Die Ausgangssituation ist für die meisten gleich: Schulen und Kitas sind geschlossen und zur Arbeit gehen viele nicht mehr. Restaurants und fast alle Geschäfte haben geschlossen, es gibt keine Veranstaltungen und privat verabredet man sich auch nicht.

Und doch ist es für jede*n anders. Wer einen Büro-Job hat, erledigt die Arbeit im Home-Office und lernt neue Videokonferenz-Tools kennen. Andere Arbeit kann man zuhause nicht machen; und so haben einige plötzlich ganz viel freie Zeit. Wer Kinder hat, betreut diese zuhause und bemüht sich, dass die Schulkinder die Aufgaben für die Schule erledigen. Und hat dann vielleicht ganz viel zu tun, denn kleine Kinder und Home-Office vertragen sich nicht gut.
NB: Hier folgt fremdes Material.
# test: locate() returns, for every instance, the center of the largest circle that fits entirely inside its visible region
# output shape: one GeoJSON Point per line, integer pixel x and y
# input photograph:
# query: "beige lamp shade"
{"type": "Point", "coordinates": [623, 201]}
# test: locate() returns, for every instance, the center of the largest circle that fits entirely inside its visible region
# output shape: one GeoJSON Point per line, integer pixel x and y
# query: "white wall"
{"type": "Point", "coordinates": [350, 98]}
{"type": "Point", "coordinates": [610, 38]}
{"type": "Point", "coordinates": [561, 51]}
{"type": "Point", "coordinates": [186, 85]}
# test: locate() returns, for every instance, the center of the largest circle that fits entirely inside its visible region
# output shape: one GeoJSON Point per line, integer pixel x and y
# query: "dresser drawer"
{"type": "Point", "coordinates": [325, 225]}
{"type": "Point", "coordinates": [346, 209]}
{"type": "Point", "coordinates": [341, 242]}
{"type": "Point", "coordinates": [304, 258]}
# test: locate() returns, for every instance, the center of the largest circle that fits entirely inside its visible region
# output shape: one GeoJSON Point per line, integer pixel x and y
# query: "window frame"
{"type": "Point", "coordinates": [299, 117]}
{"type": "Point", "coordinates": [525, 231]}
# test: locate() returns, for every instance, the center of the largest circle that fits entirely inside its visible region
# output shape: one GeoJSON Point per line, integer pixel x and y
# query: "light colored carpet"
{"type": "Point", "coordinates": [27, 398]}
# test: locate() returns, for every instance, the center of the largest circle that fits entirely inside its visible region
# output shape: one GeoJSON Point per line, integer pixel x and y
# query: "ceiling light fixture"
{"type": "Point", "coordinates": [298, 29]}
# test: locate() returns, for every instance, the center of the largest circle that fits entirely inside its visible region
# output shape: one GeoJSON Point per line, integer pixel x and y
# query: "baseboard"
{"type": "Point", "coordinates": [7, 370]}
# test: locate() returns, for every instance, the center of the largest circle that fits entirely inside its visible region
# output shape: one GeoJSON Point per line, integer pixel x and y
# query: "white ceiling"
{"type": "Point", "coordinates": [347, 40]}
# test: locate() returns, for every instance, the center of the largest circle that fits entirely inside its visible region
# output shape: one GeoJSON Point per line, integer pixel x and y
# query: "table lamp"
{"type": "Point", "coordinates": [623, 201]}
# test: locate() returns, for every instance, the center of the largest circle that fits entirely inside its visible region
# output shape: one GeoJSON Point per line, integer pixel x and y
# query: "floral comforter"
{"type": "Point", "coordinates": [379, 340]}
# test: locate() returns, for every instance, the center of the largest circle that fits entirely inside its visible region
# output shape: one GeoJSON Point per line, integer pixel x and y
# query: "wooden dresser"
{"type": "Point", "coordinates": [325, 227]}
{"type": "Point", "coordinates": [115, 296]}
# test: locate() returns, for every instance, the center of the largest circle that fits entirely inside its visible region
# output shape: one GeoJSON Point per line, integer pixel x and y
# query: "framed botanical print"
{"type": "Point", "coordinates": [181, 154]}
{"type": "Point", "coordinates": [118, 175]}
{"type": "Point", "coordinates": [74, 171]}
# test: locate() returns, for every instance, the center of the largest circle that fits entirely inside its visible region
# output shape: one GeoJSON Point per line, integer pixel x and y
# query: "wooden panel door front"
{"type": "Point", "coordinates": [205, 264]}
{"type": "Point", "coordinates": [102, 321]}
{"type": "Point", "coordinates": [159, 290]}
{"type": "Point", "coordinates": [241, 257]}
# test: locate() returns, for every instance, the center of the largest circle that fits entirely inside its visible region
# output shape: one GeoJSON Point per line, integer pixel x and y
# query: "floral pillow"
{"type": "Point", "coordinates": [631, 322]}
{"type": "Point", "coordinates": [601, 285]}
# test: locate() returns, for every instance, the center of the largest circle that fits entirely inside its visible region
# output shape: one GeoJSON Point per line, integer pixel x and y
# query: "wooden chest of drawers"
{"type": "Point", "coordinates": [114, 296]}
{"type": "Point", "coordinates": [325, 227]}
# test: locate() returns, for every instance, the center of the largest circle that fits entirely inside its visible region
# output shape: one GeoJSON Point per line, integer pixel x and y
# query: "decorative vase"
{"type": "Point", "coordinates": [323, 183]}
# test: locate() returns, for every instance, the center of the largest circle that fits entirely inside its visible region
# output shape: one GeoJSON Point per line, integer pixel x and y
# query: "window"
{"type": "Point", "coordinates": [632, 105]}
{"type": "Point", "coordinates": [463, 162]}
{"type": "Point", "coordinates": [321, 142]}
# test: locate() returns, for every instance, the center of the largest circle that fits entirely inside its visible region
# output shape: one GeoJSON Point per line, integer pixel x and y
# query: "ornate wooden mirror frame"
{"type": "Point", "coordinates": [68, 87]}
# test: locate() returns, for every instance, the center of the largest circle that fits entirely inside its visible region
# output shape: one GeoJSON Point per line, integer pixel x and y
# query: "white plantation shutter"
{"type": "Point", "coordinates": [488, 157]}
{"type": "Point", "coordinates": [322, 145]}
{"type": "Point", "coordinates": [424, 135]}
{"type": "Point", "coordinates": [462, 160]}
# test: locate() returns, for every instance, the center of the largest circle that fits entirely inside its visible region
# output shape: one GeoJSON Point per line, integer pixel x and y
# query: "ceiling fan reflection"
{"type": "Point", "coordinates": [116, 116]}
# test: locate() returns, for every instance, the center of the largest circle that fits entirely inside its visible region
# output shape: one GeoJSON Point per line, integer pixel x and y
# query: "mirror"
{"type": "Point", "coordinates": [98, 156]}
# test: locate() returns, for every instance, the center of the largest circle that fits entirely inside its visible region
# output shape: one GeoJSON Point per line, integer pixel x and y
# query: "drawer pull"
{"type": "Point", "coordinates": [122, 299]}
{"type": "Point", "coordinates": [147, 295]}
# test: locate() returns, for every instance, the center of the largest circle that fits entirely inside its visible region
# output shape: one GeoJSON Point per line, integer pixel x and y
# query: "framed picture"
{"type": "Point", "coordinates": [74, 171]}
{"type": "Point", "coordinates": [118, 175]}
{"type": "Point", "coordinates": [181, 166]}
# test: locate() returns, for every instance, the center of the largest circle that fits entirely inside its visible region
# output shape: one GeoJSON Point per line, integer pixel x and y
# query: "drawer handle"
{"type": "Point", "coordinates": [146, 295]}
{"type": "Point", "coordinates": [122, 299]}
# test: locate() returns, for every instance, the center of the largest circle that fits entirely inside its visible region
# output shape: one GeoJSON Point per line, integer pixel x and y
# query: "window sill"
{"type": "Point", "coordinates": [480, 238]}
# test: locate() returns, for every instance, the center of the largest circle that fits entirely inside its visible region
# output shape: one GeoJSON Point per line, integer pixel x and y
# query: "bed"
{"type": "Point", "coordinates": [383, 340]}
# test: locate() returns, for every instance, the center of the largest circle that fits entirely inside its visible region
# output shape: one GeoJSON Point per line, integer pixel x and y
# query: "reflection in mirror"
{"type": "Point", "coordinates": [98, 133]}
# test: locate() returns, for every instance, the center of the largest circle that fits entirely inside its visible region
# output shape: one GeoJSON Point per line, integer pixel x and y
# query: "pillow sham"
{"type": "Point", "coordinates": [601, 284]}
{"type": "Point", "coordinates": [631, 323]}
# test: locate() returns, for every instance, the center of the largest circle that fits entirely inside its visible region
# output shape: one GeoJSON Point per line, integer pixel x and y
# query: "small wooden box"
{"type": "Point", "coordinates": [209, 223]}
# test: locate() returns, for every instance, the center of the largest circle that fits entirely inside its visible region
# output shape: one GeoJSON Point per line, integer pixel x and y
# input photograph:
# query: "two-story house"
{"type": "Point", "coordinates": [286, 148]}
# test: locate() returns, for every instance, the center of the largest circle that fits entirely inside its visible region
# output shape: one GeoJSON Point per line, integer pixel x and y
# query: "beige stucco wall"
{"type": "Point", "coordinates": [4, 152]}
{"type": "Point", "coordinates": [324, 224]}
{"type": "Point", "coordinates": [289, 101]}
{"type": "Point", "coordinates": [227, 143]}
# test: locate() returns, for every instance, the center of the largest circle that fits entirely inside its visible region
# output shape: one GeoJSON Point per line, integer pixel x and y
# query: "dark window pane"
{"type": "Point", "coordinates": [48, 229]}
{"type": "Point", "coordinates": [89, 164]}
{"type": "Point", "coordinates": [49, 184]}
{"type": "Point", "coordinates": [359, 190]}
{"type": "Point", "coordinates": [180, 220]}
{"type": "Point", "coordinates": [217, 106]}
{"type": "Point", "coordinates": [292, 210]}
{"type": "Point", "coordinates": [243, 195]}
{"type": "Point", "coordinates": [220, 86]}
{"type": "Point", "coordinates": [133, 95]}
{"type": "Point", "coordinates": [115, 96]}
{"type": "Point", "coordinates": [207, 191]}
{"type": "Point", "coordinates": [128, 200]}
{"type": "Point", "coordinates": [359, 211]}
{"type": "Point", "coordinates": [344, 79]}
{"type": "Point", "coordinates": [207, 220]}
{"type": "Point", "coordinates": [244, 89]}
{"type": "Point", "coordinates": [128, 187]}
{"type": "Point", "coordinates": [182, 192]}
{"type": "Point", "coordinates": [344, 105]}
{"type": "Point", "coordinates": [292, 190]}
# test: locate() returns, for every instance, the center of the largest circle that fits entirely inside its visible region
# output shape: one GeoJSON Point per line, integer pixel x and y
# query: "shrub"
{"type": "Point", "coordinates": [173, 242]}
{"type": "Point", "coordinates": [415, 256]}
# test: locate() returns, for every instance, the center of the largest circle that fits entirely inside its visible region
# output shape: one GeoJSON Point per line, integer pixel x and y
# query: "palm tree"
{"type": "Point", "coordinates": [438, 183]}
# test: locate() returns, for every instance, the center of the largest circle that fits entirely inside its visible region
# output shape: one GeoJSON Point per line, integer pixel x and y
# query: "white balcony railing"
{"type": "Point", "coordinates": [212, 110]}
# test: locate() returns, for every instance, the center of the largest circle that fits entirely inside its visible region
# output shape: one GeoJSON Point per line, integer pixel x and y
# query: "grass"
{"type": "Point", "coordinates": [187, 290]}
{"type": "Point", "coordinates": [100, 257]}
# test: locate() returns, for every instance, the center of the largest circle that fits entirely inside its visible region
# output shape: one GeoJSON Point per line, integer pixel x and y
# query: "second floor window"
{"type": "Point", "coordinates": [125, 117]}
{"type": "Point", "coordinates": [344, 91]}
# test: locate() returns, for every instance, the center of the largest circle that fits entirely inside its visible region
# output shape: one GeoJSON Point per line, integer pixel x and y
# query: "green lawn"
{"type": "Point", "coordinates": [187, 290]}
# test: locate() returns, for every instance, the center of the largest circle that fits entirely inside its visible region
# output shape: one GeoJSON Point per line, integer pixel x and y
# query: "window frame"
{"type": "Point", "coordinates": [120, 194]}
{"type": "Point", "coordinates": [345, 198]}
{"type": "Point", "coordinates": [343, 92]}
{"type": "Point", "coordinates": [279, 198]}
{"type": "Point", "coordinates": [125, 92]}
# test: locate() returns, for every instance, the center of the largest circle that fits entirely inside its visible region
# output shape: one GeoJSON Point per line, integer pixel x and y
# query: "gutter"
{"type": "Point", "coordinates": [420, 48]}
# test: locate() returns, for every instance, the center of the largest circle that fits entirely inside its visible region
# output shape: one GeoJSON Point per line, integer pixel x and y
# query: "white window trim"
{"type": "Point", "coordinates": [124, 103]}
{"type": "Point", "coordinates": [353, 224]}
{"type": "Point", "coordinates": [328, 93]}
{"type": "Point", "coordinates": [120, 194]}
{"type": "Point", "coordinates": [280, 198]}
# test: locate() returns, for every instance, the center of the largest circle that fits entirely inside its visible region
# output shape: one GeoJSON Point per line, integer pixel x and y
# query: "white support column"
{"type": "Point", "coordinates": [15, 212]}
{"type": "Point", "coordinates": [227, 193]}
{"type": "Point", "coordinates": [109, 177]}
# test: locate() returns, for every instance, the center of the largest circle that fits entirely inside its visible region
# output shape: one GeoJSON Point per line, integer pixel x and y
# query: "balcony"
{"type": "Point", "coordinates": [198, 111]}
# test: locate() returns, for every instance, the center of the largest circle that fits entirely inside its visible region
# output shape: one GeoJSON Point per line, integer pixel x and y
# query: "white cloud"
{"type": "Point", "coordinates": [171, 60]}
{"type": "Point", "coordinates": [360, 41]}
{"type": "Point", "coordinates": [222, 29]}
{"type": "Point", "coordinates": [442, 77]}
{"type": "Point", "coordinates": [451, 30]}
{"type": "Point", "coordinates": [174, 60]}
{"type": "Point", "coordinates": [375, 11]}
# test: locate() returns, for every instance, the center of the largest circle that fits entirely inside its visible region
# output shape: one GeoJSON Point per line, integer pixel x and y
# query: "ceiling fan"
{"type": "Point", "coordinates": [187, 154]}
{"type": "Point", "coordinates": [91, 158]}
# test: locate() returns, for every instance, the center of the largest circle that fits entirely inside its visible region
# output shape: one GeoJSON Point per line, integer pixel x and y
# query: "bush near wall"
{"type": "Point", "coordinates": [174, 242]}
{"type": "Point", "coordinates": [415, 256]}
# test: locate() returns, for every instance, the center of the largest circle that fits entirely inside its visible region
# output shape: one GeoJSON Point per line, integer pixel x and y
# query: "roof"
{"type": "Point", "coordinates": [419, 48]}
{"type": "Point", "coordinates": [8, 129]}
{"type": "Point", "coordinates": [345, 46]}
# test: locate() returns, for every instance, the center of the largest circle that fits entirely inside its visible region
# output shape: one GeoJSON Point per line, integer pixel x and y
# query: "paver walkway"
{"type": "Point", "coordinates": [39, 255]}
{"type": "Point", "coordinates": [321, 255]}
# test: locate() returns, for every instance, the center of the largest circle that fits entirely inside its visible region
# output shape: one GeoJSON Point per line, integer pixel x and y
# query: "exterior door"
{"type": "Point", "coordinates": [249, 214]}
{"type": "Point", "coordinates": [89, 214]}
Manche sind alleine zuhause, während andere den ganzen Tag die Menschen um sich herum haben, mit denen sie zusammenwohnen. Für alle entfallen viele berufliche und private Treffen und die flüchtigen Begegnungen im Alltag.

Der gewohnte Tagesablauf bricht zusammen, übliche Verhaltensweisen und alte Planungen müssen überprüft werden. Hinzu kommen oft noch Sorgen um die Gesundheit und die finanzielle Zukunft.

Wie ist es bei Ihnen?
Und wie geht es Ihnen damit?

Beobachten Sie sich selbst.

Nutzen Sie doch die Gelegenheit und finden Sie etwas über sich selbst heraus.

  • Was ist schön an der neuen Situation?
  • Was tut mir gut von all dem Neuen?
  • Welche Dinge fehlen mir richtig aus dem Leben, das ich noch vor wenigen Wochen geführt habe?
  • Wodurch fühle ich mich belastet?
  • Wie verbringe ich meine Zeit?
  • Womit beschäftigen sich meine Gedanken?
  • Wie gehe ich mit dem Gefühl von Kontrollverlust um?

 

Sammeln Sie diese Erkenntnisse. Die aktuelle stark veränderte Situation ist Ihre „persönliche Corona-Krise“. Dabei muss es sich gar nicht schlimm nach Krise anfühlen. Eine Krise ist zumindest eine außergewöhnliche Situation, die Sie aus Ihrer gewohnten Balance wirft. Resilienz bezeichnet die Fähigkeit, flexibel und anpassungsfähig auf solche unvorhergesehenen Herausforderungen reagieren zu können. Nutzen Sie also die aktuelle Krise, um Ihre Resilienz kennenzulernen und zu stärken.

Resilienz: Sorgen Sie für sich selbst.

Wenn Sie sich gut fühlen… geht es Ihnen gut! Und das ist gut für Ihr Immunsystem und für die Menschen, die mit Ihnen zu tun haben. Es geht nicht darum, ein besserer Mensch zu werden. Sondern darum, gut zu sich selbst zu sein.

Überlegen Sie also, was Sie über sich herausgefunden haben. Wovon täte Ihnen mehr gut? Oder weniger? Was ist gut so, wie es ist? Denken Sie an die verschiedenen Bereiche Ihres Lebens; vielleicht sieht Ihre Liste so aus:

  • Job: Ich wünsche mir weniger Videokonferenzen; die Unruhe belastet mich. Vielleicht könnte ich mehr telefonieren?
  • Gesundheit: Ich fühle mich weniger fit; ich könnte wieder mehr Fahrrad fahren.
  • Beziehung: Ich brauche Zeit für mich; vielleicht könnte ich Ruhe gewinnen durch Spaziergänge alleine.
  • Freizeit: Ich lese mehr Bücher; das tut mir gut und ich möchte es weiter machen.

 

Schauen Sie sich die Bereiche gerne zunächst getrennt an. Vielleicht gibt es Lebensbereiche, die Ihnen gerade besonders viel Energie geben können. Oder Sie erkennen ein Muster: Etwas, wovon Sie wohl gerade besonders viel oder wenig benötigen (Ruhe, Nähe, Austausch, Raum für Kreativität…).

Wenn Sie Ideen gewonnen haben, was Ihnen gut tun könnte, dann probieren Sie die aus, die sich am leichtesten umsetzen lässt. Sie wollen sich ja Gutes tun und nicht neue Herausforderungen erfinden.

Und im post-Corona-Leben oder in künftigen Krisen können Sie sich an die Erkenntnisse zu Ihrer Resilienz erinnern und überlegen, ob Sie auch dann mit ähnlichen Veränderungen für sich sorgen können.